We’re struggling with a generation eager to find a purpose and a sea of meaning while wading in shallow tidal pools of social media and superficial pursuits. Many consume and do not create.
We’re also struggling with a generation so driven to grow up young that they’re missing on childhood and being denied the time to be childish sometimes.
So, how much time we spend at school is an important conversation. I consider the most serious questions to be:
- How much time should we spend engaged with learning? and
- How should a modern student be spending time so they are healthy and reaching their fullest potential?
And while we’re at it, maybe adults should ask the same questions. I’m not sure I’ve answered this month’s question. However, I hope we can agree that we live in a world where our behavior is less dictated by our physical location and more determined by where we give our mental concentration and focus.

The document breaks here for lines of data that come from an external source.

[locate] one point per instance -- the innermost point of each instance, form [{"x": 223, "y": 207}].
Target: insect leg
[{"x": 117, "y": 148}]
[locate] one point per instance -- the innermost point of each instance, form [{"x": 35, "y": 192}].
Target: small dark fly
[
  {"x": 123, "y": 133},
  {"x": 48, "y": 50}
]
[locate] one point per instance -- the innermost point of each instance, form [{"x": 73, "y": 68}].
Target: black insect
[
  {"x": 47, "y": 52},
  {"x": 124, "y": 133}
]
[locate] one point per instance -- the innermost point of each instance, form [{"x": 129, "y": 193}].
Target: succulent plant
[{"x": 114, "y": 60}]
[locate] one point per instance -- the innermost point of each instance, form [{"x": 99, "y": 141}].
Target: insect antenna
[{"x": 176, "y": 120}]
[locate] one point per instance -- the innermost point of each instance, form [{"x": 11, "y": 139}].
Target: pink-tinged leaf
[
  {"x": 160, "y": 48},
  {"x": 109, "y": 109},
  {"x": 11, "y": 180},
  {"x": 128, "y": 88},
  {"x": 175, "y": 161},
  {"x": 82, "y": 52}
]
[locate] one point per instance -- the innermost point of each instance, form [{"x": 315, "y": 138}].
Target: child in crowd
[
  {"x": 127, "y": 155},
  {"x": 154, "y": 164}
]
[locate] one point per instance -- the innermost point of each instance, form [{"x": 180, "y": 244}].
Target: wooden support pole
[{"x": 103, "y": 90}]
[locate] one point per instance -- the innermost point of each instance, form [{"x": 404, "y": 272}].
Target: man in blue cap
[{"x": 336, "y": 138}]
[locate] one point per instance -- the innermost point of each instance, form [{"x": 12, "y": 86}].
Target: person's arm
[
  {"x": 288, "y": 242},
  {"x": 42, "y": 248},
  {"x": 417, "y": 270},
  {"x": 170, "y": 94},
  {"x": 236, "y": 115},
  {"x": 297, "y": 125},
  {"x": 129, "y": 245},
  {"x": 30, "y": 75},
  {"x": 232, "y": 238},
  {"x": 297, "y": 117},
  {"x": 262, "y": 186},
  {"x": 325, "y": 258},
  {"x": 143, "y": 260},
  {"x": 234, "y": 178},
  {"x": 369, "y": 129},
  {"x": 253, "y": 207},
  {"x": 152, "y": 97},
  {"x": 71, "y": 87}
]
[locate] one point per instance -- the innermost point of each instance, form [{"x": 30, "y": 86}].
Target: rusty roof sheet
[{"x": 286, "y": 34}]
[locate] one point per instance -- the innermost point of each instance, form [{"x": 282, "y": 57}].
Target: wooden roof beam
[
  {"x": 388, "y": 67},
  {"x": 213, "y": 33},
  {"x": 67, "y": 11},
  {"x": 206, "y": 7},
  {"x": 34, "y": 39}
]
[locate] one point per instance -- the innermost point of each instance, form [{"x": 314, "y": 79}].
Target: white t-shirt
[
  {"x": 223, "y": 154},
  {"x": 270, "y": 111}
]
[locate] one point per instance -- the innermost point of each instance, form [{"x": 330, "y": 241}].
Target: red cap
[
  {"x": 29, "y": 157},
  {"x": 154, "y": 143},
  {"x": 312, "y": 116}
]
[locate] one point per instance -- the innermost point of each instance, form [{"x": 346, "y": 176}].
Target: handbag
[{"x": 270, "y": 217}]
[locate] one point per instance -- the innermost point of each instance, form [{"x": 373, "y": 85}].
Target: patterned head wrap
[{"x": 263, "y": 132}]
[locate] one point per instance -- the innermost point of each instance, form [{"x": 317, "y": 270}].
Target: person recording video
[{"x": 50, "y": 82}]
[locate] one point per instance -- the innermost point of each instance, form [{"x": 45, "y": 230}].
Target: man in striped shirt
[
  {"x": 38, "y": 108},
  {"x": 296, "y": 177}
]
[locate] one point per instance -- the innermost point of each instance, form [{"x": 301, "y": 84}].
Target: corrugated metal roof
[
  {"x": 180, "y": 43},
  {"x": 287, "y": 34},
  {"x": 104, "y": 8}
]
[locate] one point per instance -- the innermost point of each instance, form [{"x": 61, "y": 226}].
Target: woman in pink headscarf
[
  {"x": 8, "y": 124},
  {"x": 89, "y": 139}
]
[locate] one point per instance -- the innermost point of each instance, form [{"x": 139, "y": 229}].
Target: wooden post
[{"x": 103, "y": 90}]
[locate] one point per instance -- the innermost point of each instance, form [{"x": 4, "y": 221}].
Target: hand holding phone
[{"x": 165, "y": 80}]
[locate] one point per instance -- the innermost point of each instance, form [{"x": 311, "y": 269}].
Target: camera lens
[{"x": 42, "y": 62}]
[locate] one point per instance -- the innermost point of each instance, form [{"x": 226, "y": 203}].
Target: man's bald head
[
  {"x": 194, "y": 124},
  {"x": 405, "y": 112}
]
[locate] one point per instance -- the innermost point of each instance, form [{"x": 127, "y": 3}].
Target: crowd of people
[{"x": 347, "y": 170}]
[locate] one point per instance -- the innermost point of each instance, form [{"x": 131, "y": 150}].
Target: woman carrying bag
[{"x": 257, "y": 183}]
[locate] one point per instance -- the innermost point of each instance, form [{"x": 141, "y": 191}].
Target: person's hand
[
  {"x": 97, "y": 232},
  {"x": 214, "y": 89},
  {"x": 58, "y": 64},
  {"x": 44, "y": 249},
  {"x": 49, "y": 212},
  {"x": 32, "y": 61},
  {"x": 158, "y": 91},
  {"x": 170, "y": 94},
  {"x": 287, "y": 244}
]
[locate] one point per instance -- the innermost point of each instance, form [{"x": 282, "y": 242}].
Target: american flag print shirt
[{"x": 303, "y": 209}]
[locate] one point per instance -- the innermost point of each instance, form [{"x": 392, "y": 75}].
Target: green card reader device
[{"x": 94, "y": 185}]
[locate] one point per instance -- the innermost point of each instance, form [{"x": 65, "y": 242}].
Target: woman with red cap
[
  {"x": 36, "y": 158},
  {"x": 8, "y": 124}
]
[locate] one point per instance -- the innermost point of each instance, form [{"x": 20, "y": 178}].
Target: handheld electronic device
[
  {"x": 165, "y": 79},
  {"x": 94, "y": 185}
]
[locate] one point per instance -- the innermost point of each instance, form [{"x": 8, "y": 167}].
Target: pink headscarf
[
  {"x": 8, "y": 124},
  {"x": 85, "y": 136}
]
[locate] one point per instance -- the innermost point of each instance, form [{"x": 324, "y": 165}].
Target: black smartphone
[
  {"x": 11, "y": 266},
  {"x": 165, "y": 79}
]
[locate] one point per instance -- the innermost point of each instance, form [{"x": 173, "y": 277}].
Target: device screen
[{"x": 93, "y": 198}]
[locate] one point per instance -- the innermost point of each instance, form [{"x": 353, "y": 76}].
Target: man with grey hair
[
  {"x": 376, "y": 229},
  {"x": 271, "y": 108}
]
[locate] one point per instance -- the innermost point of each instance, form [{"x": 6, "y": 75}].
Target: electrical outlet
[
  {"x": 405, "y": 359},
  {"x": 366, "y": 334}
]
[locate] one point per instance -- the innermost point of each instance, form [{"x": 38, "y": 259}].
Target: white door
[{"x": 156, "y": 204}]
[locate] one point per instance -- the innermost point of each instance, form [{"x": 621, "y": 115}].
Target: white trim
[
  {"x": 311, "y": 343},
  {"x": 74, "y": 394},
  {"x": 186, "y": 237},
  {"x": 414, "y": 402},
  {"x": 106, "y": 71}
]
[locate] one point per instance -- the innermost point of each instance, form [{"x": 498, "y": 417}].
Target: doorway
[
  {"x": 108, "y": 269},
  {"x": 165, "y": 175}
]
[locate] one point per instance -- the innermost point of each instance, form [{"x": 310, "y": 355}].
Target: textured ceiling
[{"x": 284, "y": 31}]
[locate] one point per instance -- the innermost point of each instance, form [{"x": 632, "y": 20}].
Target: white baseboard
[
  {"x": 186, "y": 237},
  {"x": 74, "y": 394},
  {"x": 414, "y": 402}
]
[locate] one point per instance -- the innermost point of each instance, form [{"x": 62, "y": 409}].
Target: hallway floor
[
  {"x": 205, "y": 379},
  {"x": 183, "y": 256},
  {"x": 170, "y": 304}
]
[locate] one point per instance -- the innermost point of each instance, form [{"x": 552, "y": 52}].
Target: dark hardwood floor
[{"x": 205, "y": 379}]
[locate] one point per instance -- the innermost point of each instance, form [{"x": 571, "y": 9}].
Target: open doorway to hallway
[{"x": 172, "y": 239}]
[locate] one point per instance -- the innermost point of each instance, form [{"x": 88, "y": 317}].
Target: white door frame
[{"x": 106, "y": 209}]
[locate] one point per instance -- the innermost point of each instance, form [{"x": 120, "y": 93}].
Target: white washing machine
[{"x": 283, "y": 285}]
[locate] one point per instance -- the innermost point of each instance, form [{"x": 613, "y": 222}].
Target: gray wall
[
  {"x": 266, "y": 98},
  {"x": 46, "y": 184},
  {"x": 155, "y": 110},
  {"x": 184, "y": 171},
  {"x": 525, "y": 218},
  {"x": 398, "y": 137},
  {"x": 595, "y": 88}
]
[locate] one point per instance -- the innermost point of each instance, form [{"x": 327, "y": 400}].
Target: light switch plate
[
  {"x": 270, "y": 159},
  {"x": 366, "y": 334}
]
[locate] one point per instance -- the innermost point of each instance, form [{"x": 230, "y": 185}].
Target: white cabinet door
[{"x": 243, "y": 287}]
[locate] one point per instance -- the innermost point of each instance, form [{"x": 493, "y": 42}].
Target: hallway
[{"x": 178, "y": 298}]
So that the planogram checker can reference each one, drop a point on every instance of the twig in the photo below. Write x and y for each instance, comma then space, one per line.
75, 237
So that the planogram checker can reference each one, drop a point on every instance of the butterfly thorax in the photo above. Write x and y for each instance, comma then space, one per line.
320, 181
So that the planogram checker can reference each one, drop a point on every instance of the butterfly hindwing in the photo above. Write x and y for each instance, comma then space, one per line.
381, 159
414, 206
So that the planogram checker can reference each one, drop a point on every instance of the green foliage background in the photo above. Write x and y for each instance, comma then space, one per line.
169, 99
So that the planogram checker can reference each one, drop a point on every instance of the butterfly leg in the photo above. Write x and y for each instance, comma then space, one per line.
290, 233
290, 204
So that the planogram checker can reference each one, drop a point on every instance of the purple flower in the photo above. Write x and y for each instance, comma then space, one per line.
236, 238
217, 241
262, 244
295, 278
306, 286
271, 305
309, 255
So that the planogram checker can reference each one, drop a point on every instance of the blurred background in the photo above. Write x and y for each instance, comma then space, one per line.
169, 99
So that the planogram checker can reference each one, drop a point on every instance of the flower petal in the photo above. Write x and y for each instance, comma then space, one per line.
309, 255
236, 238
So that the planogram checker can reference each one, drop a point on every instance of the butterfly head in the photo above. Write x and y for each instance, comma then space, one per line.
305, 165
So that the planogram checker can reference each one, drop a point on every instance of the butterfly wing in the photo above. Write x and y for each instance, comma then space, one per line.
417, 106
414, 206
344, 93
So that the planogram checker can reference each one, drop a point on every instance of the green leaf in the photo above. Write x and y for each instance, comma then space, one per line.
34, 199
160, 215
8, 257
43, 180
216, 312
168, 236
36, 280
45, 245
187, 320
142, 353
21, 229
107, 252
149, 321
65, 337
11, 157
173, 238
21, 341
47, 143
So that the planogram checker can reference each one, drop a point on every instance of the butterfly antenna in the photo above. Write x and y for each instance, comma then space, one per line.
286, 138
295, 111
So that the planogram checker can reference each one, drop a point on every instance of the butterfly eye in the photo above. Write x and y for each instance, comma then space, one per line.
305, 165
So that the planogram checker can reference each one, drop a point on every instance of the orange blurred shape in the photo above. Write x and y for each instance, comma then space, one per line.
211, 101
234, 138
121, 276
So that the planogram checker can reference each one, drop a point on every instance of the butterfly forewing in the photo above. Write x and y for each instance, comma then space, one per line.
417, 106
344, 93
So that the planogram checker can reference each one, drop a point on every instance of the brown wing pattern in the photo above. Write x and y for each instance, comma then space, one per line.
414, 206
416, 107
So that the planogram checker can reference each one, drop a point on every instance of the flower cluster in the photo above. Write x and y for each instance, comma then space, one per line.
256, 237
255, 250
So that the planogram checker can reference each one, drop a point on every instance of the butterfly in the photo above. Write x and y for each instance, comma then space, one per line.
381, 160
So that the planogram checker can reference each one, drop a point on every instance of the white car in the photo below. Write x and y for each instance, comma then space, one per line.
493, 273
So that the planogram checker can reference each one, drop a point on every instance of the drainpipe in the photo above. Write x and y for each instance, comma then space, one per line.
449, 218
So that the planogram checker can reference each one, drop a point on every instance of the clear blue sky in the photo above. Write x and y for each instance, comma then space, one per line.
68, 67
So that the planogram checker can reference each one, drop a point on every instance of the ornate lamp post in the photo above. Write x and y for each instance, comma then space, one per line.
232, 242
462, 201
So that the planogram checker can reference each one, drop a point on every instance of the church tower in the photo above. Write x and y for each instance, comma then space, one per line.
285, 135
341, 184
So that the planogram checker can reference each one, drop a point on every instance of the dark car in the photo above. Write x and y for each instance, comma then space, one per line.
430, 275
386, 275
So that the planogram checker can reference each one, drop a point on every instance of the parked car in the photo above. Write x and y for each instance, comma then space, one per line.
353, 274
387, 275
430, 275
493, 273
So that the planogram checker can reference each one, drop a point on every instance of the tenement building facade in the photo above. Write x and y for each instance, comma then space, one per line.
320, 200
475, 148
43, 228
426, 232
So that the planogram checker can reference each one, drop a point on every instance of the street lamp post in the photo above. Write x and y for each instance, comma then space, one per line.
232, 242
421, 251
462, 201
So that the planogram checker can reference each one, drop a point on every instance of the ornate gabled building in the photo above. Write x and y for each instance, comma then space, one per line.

We Shouldn’t Try to Program Kids
I wonder if today’s kids are living life with less purposeful intentionality and have become yet another thing for the adults of this world to program and manipulate. We need to take back childhood. Take back learning. Remember the important things about life.
School is important. However, if we’re not engaging their minds in learning while at school, I argue that school is less about schooling and now just a place where kids go to hang out.
And if we’re overreaching the limits of school by requiring our students to learn and study every moment of every day, then the school has turned into a burnout monster that is wasting waning childhoods in pursuing facts and figures. Those schools and parents are forgetting that adolescents are not automatons, they are creative masterpieces of wonder and amazement. When does the hamster wheel stop for some children?
We need balance. We need wisdom. And we need to realize that no school is a physical location – with electronic media – schooling can go with us. Or schooling can never happen. Neither is something we want for our children.
The most healthy solutions for learning are often in the middle ground where the wise minds meet and help achieve the balance and purpose this generation so desperately needs.
Let’s examine not how much time kids spend at school but how we use the time we have.